A bingey because I was high functioning. So yeah, I was a high functioning alcoholic.

Speaker 1:

But the thing about that is it's self-labeled anyway, because there's no line you cross and you become an alcoholic. That's the thing about this. We've chosen this because it wasn't doing us any favours. There's plenty of people that will keep drinking, that probably are drinking more than we did, you know. That's what I don't like about it is there's no people, yes, will say oh, you gave up, therefore you had a problem, therefore you're an alcoholic. No, we just realise we want to do something different and there's more to life for us.

Speaker 2:

And the hangovers were shit, Hangovers were shit and I was sleeping with the wrong guys and you know, still being a, just still living in the back seat.

Speaker 1:

I was making choices that weren't my values.

Speaker 2:

I actually didn't know.

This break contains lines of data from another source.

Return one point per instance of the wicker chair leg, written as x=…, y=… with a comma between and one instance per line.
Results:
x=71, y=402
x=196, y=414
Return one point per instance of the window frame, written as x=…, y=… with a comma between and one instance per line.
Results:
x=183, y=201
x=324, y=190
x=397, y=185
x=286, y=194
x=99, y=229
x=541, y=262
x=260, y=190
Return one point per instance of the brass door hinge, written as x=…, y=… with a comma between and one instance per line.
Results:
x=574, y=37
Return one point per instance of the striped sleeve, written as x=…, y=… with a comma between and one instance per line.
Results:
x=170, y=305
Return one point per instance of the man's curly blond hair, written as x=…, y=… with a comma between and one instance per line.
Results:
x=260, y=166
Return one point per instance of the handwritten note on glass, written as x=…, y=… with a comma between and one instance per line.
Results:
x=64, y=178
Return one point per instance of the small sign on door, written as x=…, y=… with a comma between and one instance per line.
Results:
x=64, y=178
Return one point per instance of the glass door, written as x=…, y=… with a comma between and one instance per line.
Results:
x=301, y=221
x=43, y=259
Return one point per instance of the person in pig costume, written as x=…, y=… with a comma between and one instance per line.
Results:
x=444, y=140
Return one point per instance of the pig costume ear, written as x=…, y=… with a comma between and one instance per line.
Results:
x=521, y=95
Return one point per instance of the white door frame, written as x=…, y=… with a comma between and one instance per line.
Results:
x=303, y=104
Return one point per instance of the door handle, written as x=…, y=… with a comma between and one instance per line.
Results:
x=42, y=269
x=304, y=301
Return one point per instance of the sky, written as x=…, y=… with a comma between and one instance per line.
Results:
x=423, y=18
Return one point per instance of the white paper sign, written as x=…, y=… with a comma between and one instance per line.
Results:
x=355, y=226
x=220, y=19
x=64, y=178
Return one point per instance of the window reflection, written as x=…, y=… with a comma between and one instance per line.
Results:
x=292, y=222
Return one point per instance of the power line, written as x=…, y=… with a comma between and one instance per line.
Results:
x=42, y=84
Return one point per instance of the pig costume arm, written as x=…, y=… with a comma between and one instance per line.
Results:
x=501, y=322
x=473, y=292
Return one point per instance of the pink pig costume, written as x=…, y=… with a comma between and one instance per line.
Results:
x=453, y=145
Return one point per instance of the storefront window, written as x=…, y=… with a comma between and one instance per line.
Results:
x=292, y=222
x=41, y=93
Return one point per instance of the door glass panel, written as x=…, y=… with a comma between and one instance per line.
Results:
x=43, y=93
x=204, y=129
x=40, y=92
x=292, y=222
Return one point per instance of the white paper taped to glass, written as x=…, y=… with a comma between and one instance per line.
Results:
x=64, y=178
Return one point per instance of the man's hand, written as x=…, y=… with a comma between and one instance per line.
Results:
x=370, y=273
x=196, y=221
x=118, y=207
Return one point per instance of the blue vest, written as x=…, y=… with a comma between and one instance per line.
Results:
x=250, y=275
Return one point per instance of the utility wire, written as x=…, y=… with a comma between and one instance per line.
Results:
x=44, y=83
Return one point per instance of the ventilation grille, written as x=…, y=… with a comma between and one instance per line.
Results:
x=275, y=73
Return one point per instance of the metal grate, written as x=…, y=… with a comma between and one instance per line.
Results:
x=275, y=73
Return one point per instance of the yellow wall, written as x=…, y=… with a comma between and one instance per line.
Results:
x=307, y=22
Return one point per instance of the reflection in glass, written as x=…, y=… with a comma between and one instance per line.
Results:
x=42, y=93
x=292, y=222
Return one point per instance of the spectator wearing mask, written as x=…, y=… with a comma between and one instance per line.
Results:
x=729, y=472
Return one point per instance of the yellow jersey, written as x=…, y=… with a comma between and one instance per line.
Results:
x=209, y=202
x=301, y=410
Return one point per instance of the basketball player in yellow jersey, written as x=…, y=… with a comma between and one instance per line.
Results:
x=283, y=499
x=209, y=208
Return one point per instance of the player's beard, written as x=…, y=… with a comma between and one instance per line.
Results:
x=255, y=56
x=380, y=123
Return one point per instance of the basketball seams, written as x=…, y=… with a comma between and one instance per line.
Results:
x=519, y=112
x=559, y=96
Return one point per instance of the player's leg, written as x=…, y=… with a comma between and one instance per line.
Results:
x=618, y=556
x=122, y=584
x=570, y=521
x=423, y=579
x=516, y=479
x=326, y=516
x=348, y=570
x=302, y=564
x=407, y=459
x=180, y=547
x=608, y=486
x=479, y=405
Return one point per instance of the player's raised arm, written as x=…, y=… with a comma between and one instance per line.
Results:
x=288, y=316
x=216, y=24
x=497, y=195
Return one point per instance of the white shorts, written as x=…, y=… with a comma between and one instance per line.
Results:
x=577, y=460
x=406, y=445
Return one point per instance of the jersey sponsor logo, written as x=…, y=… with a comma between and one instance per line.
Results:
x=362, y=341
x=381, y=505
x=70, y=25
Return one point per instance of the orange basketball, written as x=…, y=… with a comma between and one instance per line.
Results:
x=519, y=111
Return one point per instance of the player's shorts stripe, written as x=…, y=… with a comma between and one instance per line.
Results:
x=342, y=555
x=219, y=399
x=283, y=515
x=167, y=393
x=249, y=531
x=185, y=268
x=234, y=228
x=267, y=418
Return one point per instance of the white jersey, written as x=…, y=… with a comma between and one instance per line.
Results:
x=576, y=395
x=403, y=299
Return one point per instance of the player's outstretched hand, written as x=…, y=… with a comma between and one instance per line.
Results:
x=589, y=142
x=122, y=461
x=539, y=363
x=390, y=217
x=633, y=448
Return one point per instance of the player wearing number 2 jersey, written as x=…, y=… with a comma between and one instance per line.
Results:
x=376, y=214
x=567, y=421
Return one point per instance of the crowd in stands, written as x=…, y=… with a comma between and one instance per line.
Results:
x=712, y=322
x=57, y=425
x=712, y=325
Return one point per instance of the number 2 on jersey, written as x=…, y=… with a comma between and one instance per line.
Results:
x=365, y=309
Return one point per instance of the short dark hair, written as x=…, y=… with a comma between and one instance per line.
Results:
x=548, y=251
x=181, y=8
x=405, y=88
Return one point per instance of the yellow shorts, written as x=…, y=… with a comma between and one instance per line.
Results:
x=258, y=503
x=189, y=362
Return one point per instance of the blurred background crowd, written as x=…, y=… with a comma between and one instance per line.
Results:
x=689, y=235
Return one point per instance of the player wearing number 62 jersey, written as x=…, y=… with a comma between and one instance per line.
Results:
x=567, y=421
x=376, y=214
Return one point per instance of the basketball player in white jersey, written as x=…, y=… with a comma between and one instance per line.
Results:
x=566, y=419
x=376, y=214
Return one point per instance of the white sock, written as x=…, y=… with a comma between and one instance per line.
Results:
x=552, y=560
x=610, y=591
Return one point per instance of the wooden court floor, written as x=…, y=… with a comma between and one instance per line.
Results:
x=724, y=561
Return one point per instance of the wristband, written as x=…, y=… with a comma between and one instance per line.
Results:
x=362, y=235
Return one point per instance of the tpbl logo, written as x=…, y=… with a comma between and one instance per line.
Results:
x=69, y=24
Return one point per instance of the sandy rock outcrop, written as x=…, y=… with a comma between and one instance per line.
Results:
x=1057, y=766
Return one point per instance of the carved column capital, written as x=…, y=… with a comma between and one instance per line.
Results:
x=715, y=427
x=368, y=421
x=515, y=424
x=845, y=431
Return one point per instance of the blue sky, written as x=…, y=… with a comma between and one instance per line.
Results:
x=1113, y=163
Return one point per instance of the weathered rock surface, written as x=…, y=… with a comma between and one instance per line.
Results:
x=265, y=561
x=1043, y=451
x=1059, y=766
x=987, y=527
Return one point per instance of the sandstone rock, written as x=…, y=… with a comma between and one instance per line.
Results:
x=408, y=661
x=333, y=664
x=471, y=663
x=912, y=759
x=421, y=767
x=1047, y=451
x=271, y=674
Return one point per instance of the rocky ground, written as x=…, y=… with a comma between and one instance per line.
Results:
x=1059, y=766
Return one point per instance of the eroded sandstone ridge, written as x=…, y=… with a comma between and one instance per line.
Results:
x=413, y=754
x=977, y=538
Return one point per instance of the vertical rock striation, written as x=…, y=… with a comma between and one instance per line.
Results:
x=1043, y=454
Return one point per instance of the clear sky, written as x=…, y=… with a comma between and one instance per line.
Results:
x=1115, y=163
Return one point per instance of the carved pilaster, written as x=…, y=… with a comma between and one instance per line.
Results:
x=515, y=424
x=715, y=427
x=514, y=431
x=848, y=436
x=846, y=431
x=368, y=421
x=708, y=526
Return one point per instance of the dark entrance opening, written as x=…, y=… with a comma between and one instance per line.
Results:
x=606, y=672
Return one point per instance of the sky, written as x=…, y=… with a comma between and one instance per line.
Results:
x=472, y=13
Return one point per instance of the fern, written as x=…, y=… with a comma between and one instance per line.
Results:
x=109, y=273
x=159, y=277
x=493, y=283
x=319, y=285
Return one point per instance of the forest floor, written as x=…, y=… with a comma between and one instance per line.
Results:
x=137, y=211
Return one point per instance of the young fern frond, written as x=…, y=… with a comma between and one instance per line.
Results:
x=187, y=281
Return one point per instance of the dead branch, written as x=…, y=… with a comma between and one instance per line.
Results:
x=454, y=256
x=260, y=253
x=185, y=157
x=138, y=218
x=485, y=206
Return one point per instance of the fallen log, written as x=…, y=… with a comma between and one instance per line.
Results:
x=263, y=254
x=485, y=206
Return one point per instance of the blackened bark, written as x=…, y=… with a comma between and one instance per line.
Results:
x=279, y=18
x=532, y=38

I didn't know what my values were. I was on a podcast and somebody asked me what's your values? And I went, uh, and she was prompting me and I was like far out, you know. I just didn't know, because I didn't, I had terrible boundaries. I was like far out, you know, I just didn't know because I had terrible boundaries. I was a people pleaser on top of being a heavy drinker that couldn't say no.

Speaker 1:

Totally, and that's why we drank. And so everyone I meet, you know, says oh, I did things I never would have done if I wasn't drinking. That's alcohol for you. It's not that we were bad people and in this, you know, doing this work that we talk about, which can involve just um reading some books like Danny Carr, listening to her doing a course with Annie Grace, whatever it is, you learn to get rid of that shame and blame, because alcohol is the baddie it is well said we're taking responsibility here, but it's the baddie.

Speaker 1:

Well, ali we're. We're going to wrap this one up.

Speaker 2:

Yeah, well, that was deep. We went deep there, girl. That was like well, one question, thank you, viewer Christ. What are we going to get next time?

Speaker 1:

Just be prepared. When you ask a question, we're really keen to answer it. We might go off on a tangent.